Born: 1824-XX-XX Germany

Died: 1862-04-06 Pittsburgh Landing, Tennessee

Flourished: 1853 to 1861 Belleville, Illinois

Franz Grimm, newspaper editor, was a native of the Duchy of Brunswick, Germany, and worked as an editor in his native country before he fled to the United States following his participation in the German revolution of 1848. By 1853, he had settled in Belleville, Illinois, where he edited the German language Belleviller Zeitung for four months that year, then again served as editor, 1856 to 1857. Grimm briefly edited the anti-slavery Volksbladt in Belleville the following year before returning to editorship of the Belleviller Zeitung, 1858 to 1861. Under Grimm’s editorship, the Belleviller Zeitung was an anti-slavery newspaper. He was a delegate to the 1856 Republican National Convention and supported Abraham Lincoln for president in the election of 1860. Grimm enlisted as a captain in a German American regiment, the Forty-Third Illinois Infantry, in 1861 and was killed in action at the Battle of Shiloh. Grimm married Erna Remnitz in 1855 and the pair had two children.
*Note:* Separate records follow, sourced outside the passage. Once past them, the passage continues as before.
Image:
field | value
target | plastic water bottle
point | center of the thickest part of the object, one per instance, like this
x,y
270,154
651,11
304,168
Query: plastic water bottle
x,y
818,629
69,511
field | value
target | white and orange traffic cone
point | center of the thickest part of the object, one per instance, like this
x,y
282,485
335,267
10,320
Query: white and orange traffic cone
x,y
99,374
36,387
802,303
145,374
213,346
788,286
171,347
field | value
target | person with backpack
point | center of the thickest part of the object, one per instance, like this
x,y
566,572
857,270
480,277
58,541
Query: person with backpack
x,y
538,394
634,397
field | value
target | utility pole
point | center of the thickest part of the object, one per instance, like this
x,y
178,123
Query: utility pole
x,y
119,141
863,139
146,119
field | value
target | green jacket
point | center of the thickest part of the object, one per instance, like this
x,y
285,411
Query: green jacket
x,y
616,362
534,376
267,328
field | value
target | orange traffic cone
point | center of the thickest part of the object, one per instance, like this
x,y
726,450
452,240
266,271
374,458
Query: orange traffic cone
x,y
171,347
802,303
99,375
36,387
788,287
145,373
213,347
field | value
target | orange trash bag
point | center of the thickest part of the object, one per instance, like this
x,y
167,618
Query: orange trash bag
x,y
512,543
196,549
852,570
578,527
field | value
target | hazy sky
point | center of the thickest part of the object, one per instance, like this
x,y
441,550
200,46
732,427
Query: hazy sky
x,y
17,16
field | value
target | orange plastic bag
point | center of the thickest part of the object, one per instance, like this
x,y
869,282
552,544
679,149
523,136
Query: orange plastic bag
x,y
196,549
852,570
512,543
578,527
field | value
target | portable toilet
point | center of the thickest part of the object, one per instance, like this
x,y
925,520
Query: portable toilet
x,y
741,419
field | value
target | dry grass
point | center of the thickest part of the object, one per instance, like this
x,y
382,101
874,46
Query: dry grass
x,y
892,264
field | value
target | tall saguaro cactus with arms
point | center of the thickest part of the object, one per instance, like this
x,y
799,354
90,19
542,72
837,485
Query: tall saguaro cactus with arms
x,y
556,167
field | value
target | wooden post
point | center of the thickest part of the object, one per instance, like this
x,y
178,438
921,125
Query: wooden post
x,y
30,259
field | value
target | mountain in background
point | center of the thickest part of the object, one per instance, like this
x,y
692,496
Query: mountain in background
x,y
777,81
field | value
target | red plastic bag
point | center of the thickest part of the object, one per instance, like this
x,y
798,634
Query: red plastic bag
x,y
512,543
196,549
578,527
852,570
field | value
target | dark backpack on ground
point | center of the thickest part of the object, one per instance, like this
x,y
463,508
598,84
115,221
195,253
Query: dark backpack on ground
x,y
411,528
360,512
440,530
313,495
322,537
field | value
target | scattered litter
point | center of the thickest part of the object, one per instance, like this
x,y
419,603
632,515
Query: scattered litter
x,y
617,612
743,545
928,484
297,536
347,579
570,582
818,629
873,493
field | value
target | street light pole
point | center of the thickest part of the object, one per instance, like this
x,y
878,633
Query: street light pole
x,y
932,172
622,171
In religion, Grimm described himself as “an infidel” according to “the christian meaning of the word.”

Franklin William Scott, Newspapers and Periodicals of Illinois, 1814-1879, vol. 6 of Collections of the Illinois State Historical Library (Springfield: Illinois State Historical Library, 1910), 22-23; Christina Bearden-White, “Illinois Germans and the Coming of the Civil War: Reshaping Ethnic Identity,” Journal of the Illinois State Historical Society 109 (Fall 2016), 231-51; Proceedings of the First Three Republican National Conventions of 1856, 1860, and 1864 (Minneapolis, MN: Charles W. Johnson, 1893), 41, 69; U.S. Census Office, Eighth Census of the United States (1860), St. Clair County, IL, 268; U.S., Registers of Deaths of Volunteers, 1861-1865, 6 April 1862, Shiloh, TN (Lehi, UT: Ancestry.com Operations, 2012); Illinois Daily State Journal (Springfield), 16 April 1862, 3:2; Illinois, U.S., Wills and Probate Records, 1772-1999, 29 April 1862, St. Clair County (Lehi, UT: Ancestry.com Operations, 2015); The Advocate (Belleville, IL), 26 December 1862, 2:1.